After several months of work, I’m proud to announce the debut of our department’s new webisode series: Past & Presence!
My friend Sam Mulberry and I have been filming material for Past & Presence since last summer — and will continue to do so even this afternoon. (Episodes will keep coming all the way through the end of our semester.) In fact, we brought a camera and mic along on our recent travel course on World War I; two future episodes will be hosted, in a sense, from Europe!
If you didn’t read my posts last year about Past & Presence, a brief summary:
We did this primarily for the students in our new Introduction to History course — required of all majors and minors, and meant to serve not only as a primer in the philosophy and methodology of history, but to help them think critically about the uses of history in popular and political culture, to refine research, writing, and speaking skills, and to start discerning their calling. Each week in Intro to History begins with a two-hour evening seminar, which ends by posing a new question for conversation during the week on our course blog. That question then becomes the centerpiece for the faculty conversation at the heart of each webisode.
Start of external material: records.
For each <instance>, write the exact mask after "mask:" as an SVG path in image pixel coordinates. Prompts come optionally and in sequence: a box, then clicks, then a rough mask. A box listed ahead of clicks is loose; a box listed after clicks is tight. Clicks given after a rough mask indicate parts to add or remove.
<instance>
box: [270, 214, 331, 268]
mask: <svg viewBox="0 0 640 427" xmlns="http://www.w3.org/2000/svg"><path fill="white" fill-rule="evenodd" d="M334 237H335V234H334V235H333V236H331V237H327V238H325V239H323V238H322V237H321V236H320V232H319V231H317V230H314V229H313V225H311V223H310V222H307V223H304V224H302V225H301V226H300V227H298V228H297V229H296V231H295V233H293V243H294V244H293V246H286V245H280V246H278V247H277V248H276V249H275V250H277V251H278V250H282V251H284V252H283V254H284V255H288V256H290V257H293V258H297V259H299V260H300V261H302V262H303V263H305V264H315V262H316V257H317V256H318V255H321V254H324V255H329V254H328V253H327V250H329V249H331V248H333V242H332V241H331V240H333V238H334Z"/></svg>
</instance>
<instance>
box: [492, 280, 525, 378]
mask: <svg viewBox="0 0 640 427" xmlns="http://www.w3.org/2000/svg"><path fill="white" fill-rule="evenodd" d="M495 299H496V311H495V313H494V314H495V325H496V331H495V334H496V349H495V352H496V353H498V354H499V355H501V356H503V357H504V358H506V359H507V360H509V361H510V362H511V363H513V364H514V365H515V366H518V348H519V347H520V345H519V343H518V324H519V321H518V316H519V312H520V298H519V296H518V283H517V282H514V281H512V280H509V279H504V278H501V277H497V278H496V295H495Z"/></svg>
(This also means that all the professors in our department — and also some of our TAs, for at least one episode — get to help teach the course, not just me. So on this first episode, my colleagues Amy Poppinga and AnneMarie Kooistra join me in considering what history is — or, what historians do with the past and how it might differ from how others approach it.)
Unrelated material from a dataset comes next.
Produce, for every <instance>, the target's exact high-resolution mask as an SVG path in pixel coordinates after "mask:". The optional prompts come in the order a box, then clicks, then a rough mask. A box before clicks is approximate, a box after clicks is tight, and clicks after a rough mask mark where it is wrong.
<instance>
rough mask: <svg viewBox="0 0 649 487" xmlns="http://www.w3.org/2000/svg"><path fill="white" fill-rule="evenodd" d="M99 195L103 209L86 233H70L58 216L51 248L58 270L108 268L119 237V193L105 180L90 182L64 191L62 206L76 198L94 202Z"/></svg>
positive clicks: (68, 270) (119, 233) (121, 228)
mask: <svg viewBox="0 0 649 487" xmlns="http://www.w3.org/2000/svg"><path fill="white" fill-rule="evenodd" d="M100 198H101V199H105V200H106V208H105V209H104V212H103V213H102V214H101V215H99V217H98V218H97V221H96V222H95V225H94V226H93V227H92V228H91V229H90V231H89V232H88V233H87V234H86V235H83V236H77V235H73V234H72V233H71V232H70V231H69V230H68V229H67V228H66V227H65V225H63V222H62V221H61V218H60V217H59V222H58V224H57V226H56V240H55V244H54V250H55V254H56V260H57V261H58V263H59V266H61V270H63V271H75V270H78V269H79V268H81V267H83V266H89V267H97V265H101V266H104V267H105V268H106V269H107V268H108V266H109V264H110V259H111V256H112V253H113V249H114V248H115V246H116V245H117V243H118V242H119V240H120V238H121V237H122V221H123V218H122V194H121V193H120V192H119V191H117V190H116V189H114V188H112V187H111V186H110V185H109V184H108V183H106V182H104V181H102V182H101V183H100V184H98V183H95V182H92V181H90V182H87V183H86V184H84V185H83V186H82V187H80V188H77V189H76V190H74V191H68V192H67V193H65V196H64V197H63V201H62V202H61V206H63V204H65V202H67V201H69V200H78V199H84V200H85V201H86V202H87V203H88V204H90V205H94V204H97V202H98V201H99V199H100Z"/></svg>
Episodes also include interviews with faculty (to help new students get to know us) and alumni (to help our students get a handle on what they can do with their undergraduate studies in history). Plus ads for upcoming courses, study abroad programs, and grad/professional school options…
To link everything together, we filmed interstitial clips at spots on campus, at historic sites in the Twin Cities and Duluth, and at various points in our WWI course in Europe. We hope that underscores that the study of history goes far beyond the classroom, library, and archive.
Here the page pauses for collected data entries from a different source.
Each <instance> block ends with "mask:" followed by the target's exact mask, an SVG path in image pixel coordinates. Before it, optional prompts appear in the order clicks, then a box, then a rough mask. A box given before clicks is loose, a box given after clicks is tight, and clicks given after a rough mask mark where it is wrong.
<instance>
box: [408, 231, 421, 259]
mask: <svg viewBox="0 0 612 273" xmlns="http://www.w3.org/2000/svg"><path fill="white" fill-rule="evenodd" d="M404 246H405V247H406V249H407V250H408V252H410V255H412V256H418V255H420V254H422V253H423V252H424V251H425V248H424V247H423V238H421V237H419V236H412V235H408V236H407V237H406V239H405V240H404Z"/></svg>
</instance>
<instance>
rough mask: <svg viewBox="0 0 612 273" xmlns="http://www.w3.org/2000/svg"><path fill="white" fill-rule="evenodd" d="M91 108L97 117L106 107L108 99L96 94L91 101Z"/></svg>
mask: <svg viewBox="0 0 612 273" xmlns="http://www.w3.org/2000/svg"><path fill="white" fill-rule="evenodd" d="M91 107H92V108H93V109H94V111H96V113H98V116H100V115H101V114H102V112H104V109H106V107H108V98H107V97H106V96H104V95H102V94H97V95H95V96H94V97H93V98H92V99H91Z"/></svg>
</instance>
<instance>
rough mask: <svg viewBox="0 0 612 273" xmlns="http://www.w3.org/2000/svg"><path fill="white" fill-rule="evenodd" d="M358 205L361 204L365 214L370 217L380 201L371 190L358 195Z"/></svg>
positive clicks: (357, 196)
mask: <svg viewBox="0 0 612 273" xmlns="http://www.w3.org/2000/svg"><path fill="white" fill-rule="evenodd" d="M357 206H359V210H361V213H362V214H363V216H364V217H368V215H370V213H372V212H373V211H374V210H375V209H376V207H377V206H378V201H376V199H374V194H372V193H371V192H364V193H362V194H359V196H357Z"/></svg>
While they were created for students in one course, we’ve decided to make the webisodes available on our department blog, YouTube channel, Twitter account, and Facebook page. In that way, Past & Presence can help us connect with students, alumni, and peers at other institutions.
And I’d encourage my readers to check out Past & Presence. (As new episodes debut each Wednesday, I’ll post a summary and link here.)
If you’re a fellow college professor, this might provide a model for how you can rethink hybrid teaching, or your department’s intro course, or how you connect with constituents. If you’re just interested in history — and particularly how Christians engage the past, Past & Presence should provide a thoughtful but accessible introduction to some of the foundational questions of the discipline.